I believe your horse may never have been lunged before and I would geuss that he's definitely putting you in your place. He's being agressive because you are backing down and that's natural becuase when a horse turns towards you or kicks at you like that, your body automatically backs off. You need to step towards him and snap the whip to push him out. Make noise if you have to but do your best not to back down. Watch those hooves though. Good luck!


----------



## Saddlebag (Jan 17, 2011)

I was using a stout 12' lead on a very disrespectful 3 yr old. She was asked to walk in a circle, got half way then suddenly turned and charged me. I delivered a hard smack with that rope to her neck and she promptly veered away. I braced myself for when she'd hit the end of the rope and the knotted halter. She did a fast aboutface and stood still. Again I asked for a walk and again at the same place she came at me again. After the second smack she decided she'd had enough and her attituce greatly improved. BTW if your horse moves laterally, as many standardbreds and twhs do, lunging is more difficult for them and you may need a lunge line longer than 22'. My walker is lunge dat liberty in a field and he makes his own circles, closer to 30' from me, otherwise he has an awful time keeping his balance.


----------



## AlexS (Aug 9, 2010)

You really need to find a trainer who can help you. If you are in a round pen with a dangerous horse you really could get badly hurt. 

I assume that you have a lunge whip with you, you should use it.


----------



## GunSmoke (Sep 27, 2011)

I'm going through the EXACT same thing with my Quarter Horse right now. He's so quiet and chill that the first time I tried to lunge him it completely took me by surprise when he kicked out at me and took off. He won that time because I was literally so shocked that the rope just slipped out of my hands. But since then I've been consistently working with him and not taking any of his crap. He bucks and kicks and tries to run away from me but I just brace myself and keep him moving. The last couple days have been MUCH better and he can pick up the canter without throwing a fit. Even still he will occasionally turn in and act like he's going to come at me, but a flick of the lunge whip puts him in his place. Good luck with yours!


----------



## Unwoven (Jul 28, 2009)

Its normal. Just means he thinks hes sort of the boss. My paint did it to me, and he lunged and backed and acted very aggressive. Just have a lunge whip with you and be in control. Don't let him scare you. 
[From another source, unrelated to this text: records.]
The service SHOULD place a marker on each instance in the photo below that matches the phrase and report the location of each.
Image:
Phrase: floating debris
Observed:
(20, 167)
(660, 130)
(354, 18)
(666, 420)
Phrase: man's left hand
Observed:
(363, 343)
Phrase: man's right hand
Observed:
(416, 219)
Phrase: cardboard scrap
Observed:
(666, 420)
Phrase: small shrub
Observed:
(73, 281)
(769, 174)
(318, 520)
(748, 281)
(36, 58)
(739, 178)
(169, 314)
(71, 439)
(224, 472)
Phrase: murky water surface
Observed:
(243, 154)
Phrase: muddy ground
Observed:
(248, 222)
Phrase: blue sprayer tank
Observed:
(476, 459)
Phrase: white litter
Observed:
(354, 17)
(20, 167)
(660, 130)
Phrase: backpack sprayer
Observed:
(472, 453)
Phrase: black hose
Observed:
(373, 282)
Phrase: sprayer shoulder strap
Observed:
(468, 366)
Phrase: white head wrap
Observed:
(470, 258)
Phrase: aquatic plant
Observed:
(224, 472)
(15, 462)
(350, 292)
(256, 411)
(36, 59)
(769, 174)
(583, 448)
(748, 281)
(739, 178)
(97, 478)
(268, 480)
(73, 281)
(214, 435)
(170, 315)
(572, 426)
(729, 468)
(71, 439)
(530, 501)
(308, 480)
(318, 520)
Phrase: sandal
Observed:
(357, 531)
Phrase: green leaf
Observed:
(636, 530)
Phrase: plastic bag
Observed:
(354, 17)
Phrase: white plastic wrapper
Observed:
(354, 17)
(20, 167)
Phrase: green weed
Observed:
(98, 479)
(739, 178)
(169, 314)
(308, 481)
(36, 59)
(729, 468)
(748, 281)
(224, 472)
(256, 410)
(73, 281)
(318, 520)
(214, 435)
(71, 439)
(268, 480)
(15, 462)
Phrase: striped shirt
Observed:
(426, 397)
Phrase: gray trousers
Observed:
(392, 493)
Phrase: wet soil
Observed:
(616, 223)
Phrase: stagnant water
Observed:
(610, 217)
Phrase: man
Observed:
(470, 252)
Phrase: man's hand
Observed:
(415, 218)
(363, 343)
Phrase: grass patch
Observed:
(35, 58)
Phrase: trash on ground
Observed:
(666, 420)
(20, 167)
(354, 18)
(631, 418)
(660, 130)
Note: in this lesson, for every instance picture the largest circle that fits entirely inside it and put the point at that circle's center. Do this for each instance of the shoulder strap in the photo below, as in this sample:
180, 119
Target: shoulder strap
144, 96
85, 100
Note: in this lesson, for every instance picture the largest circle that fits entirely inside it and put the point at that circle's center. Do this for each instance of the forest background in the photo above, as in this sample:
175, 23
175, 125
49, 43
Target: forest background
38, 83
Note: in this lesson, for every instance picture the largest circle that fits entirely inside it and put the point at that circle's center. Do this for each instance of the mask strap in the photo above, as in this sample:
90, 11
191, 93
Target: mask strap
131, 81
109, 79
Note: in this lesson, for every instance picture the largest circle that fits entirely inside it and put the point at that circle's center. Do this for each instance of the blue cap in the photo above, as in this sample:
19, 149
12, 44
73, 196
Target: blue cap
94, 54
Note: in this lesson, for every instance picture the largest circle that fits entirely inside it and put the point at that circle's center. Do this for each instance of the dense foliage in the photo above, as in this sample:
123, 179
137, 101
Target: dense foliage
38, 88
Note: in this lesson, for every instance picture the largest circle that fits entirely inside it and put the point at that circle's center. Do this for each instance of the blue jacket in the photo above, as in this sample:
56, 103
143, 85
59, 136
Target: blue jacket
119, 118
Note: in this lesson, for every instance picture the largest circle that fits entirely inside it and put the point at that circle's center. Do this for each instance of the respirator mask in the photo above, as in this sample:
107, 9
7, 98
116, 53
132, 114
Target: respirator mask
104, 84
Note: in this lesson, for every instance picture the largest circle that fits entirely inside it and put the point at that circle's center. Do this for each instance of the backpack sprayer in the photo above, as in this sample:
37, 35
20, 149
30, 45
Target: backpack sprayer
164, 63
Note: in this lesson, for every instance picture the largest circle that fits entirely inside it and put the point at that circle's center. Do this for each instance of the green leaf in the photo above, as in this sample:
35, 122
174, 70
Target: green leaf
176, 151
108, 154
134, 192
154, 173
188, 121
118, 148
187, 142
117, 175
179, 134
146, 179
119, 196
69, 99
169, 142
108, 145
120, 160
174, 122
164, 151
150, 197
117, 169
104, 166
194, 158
I agree with the others, make him keep moving no matter if he is tired or not. YOU decide when he stops and goes. My horse won't try it with me now.


----------



## Tejas (Jan 31, 2011)

You have to look huge! You have to feel huge! Show him you are not afraid and he needs to keep moving . My little gelding throws a tantrum too. I tell him people are watching and he is embarrassing himself! He looks silly. . . I dont like when they charge or get in your bubble. Sometimes he acts like "lets just hug! forget running in circle mom!" ... Uh. No. . . Get your whip girl! Use it! Show youre the boss!!


----------



## Patch215 (Nov 27, 2011)

Thanks everybody!! But i can not afford a trainer i am on my onw with all this! I have a lunge whip with me but it dont seem to help when i smack him lightly and smack the ground. He does pretty much the same thing riding too. He will buck and try to turn around when i want him to go the way he dont want to go, and when he gets tired he WILL NOT GO!


----------



## Hunter65 (Aug 19, 2009)

Hunter did the same thing to me. The first time was in a round pen scared the life outta me. We had him going fine but then we moved to new barn and had no round pen so lunging was done in the arena. First time I lunged him he came charging at me teeth bared and scared the crap outta me so much I was actually afraid of him for many months. Thank goodness I have a good trainer who took him for a month and started him. Afterwards she would come and help me with things like lunging etc. I am no longer afraid of him and he knows it (though that doesn't keep him from trying). I have a walking stick sort of thing that I would bang on the ground in front of him if he came at me and I would make my self big and loud. He stopped misbehaving pretty quickly.
He actually now lives at the trainers which is great cus he doesn't get away with anything. He is only 3 mind you.


----------